Amt der Europäischen Union für geistiges Eigentum

 Urteil des Gerichts (Fünfte Kammer) vom 11. Januar 2023

„Unionsmarke – Verfallsverfahren – Unionswortmarke Gufic – Ernsthafte Benutzung der Marke – Art. 58 Abs. 1 Buchst. a der Verordnung (EU) 2017/1001 – Öffentliche und nach außen gerichtete Benutzung – Umfang der Benutzung – Art und Form der Benutzung – Benutzung für die Waren, für die die Marke eingetragen ist“

1.      Unionsmarke – Verzicht, Verfall und Nichtigkeit – Verfallsgründe – Keine ernsthafte Benutzung der Marke – Nachweis der Benutzung – Ernsthafte Benutzung – Begriff – Beurteilungskriterien – Erfordernis konkreter und objektiver Beweise

(Verordnung 2017/1001 des Europäischen Parlaments und des Rates, Art. 18 Abs. 1 Buchst. a und Art. 58 Abs. 1 Buchst. a)

(vgl. Rn. 22-24, 41, 54, 60, 61)

2.      Unionsmarke – Verzicht, Verfall und Nichtigkeit – Verfallsgründe – Keine ernsthafte Benutzung der Marke – Verwendung der Marke in einer Form, die nur in Bestandteilen abweicht, ohne dass dadurch die Unterscheidungskraft der Marke beeinflusst wird – Gegenstand und Anwendungsbereich von Art. 18 Abs. 1 Buchst. a der Verordnung 2017/1001 – Prüfung der Beeinflussung der Unterscheidungskraft

(Verordnung 2017/1001 des Europäischen Parlaments und des Rates, Art. 18 Abs. 1 Buchst. a und Art. 58 Abs. 1 Buchst. a)

(vgl. Rn. 62-64)

3.      Unionsmarke – Verzicht, Verfall und Nichtigkeit – Verfallsgründe – Keine ernsthafte Benutzung der Marke – Nachweis der Benutzung – Ernsthafte Benutzung – Begriff – Beurteilungskriterien – Gesellschaftsbezeichnung, Handelsname oder Firmenzeichen

(Verordnung 2017/1001 des Europäischen Parlaments und des Rates, Art. 18 Abs. 1 Buchst. a und Art. 58 Abs. 1 Buchst. a)

(vgl. Rn. 71, 72)

4.      Unionsmarke – Einreichung der Anmeldung einer Unionsmarke – Angabe der von der Marke erfassten Waren oder Dienstleistungen – Verwendung der Oberbegriffe der Klassenüberschriften der Nizzaer Klassifikation – Tragweite

(Verordnung Nr. 2868/95 der Kommission, Art. 1 Regel 2 Abs. 4)

(vgl. Rn. 94)

5.      Unionsmarke – Verzicht, Verfall und Nichtigkeit – Verfallsgründe – Keine ernsthafte Benutzung der Marke – Benutzung für die von der Marke erfassten Waren – Wahrnehmung dieser Waren durch die maßgeblichen Verkehrskreise – Wortmarke Gufic

(Verordnung 2017/1001 des Europäischen Parlaments und des Rates, Art. 18 Abs. 1 Buchst. a und Art. 58 Abs. 1 Buchst. a)

(vgl. Rn. 95-108)

Zusammenfassung

Die Gufic BioSciences Ltd ist Inhaberin der für kosmetische Mittel, Arzneimittel und Medizinprodukte sowie Nahrungsergänzungsmittel der Klassen 3, 5 und 29(1) eingetragenen Unionswortmarke Gufic.

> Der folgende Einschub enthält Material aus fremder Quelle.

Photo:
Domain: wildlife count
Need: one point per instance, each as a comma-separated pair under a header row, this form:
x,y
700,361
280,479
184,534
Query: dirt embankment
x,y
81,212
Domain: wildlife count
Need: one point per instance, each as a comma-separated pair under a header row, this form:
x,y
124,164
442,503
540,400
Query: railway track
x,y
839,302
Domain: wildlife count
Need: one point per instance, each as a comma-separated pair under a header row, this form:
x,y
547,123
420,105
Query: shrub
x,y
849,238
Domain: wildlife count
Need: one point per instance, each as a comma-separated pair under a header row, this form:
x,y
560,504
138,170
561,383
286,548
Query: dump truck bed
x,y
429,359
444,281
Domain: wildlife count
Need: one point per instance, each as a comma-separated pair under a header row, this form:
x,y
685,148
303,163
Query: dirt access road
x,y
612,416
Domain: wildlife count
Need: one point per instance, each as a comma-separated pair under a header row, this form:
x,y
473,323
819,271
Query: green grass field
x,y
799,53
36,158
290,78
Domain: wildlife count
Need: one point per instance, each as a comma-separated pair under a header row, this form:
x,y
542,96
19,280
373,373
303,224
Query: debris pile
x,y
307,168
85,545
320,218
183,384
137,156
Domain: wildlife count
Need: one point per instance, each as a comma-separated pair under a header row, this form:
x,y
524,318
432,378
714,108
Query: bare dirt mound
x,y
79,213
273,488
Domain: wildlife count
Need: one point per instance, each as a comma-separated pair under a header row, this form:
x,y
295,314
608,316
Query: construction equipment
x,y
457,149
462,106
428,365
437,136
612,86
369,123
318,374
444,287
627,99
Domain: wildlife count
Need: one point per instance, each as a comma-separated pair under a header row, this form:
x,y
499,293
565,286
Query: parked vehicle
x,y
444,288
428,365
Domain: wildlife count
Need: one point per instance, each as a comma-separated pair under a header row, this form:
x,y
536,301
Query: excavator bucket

Am 9. Oktober 2017 reichte die Hecht Pharma GmbH beim Amt der Europäischen Union für geistiges Eigentum (EUIPO) einen Antrag auf Erklärung des Verfalls der Marke für alle Waren ein(2). Die Nichtigkeitsabteilung erklärte die Marke in vollem Umfang für verfallen und begründete dies damit, dass der Benutzungsumfang nicht ausreichend nachgewiesen worden sei.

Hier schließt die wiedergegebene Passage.